Dresser, the attorney with Frier Levitt, said that Michigan and New York have been trendsetters in the state-level efforts to regulate PBMs. In Michigan, several new laws were signed law year by Gov. Gretchen Whitmer, a Democrat. One required licensing of PBMs and prohibited spread pricing and pharmacist gag clauses. Another prohibits PBMs from requiring a patient to pay a copay that is higher than the selling cost of the drug dispensed or from discriminating against 340B program entities. A third law addressed pharmacists’ rights.

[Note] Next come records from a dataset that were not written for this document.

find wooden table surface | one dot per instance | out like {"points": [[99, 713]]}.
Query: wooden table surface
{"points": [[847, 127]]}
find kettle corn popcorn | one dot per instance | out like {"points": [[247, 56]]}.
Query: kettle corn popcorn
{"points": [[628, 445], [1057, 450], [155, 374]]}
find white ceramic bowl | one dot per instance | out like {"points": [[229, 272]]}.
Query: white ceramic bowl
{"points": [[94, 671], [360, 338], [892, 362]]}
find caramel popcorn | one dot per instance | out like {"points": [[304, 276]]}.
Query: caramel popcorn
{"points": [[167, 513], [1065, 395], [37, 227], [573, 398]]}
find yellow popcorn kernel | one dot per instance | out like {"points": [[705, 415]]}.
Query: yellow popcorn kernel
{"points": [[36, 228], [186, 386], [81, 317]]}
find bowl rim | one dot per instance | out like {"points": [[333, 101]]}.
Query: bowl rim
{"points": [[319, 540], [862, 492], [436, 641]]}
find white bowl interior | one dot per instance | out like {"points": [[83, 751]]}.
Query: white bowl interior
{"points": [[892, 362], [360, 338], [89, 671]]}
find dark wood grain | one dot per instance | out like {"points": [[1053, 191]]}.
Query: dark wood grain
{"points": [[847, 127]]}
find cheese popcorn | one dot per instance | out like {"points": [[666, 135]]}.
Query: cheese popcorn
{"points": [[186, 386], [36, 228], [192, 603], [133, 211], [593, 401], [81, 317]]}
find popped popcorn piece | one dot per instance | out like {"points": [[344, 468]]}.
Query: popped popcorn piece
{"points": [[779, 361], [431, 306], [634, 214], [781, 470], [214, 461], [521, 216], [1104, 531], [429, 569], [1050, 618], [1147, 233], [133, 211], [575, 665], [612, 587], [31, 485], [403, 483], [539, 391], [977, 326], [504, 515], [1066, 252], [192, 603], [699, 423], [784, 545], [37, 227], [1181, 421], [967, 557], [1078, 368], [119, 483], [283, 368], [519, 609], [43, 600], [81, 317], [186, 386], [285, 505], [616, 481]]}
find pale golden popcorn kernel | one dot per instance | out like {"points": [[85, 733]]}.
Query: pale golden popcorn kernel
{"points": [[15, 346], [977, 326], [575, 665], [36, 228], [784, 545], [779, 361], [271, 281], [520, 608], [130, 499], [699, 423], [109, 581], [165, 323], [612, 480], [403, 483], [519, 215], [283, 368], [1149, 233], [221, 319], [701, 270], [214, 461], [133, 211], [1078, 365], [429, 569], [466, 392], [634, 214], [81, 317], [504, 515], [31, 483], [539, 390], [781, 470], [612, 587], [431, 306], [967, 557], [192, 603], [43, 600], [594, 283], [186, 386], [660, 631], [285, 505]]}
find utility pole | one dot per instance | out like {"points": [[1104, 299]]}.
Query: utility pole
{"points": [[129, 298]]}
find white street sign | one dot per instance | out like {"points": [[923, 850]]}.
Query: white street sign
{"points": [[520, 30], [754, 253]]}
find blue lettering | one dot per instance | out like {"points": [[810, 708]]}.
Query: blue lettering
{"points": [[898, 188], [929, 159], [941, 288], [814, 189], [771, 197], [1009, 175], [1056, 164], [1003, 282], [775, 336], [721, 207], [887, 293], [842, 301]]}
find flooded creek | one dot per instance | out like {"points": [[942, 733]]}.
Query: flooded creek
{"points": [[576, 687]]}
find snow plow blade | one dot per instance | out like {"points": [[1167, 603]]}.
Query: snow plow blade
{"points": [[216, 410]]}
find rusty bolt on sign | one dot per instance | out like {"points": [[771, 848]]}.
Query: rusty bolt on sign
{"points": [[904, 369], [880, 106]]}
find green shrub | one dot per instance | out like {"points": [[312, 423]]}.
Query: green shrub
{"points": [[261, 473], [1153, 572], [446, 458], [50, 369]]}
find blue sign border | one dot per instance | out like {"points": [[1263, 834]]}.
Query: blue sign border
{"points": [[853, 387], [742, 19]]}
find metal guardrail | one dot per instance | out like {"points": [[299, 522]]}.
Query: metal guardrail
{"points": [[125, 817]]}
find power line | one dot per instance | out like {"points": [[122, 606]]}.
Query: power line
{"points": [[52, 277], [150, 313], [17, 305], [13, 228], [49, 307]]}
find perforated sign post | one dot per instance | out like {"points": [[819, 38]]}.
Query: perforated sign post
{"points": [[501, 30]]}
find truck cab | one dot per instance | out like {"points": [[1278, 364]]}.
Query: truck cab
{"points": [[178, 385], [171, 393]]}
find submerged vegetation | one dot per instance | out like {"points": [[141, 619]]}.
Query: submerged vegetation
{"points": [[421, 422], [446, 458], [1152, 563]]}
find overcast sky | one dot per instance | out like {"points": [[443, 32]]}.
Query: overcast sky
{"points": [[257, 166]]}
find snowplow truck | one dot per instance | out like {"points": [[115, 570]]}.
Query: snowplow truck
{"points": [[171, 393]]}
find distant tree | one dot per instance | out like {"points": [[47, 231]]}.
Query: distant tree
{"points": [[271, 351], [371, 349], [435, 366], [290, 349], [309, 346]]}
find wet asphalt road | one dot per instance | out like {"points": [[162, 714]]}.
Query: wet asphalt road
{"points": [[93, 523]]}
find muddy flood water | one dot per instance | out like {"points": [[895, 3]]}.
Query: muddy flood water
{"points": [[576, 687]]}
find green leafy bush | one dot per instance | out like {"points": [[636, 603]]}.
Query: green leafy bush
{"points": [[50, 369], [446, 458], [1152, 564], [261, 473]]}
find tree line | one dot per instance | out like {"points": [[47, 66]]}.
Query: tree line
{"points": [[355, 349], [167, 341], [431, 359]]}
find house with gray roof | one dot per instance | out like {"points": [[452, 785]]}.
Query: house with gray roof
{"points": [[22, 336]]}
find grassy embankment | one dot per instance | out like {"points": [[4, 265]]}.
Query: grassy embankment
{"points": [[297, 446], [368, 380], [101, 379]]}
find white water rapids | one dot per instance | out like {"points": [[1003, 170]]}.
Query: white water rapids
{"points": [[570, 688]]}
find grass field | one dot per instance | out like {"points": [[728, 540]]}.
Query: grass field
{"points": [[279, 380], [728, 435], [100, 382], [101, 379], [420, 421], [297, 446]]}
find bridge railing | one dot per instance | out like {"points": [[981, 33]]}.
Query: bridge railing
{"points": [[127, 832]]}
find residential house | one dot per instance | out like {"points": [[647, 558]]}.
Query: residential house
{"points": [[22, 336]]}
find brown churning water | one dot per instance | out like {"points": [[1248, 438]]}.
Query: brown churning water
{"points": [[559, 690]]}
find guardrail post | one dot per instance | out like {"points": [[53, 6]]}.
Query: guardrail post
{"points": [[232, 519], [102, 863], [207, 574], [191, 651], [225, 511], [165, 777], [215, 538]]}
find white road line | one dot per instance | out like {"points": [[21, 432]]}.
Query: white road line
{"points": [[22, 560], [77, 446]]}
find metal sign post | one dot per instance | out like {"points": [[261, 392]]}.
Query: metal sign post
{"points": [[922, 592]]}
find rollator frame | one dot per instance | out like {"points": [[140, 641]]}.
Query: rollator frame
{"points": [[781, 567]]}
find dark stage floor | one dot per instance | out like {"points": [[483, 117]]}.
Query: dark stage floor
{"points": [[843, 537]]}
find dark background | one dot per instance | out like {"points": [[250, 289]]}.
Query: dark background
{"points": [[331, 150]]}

In New York, PBMs are now required to register with the state insurance department and pay a fee of $4,000. PBMs in New York must obtain licenses and adhere to state regulations. They will also have to report pricing discounts and rebates and are restricted from using spread pricing and prescription drug substitutions.
States that have passed PBM legislation are likely to continue to do so, Joseph said. He said lawmakers in Illinois, Massachusetts and Minnesota are moving ahead with laws targeting PBM practices.
Last year, for example, Illinois enacted a law that requires PBMs to update maximum allowable cost (MAC) — a payment model that PBMs use to control costs — pricing information weekly. The measure also prohibits PBMs from limiting a pharmacist from sharing with patients the availability of a more affordable alternative drug. Other bills introduced in Illinois would require a PBM to disclose any value provided by a pharmaceutical manufacturer to the PBM, as well as actual amounts paid by the PBM to a pharmacy, and require PBMs to publish MAC pricing information and set up appeal procedures.
In Massachusetts, several PBM-related bills that have been referred to state committees. One would establish a committee to study maximum allowable costs. Another would require PBMs to make available all sources used to determine the maximum allowable costs for drugs. A third would require PBMs to submit transparency reports detailing rebates and administrative fees.
Minnesota, home to Prime Therapeutics, a PBM owned by Blues plans, has several pieces of legislation that been referred to committees, including one that would require PBMs to make available their formulary and other information related to coverage.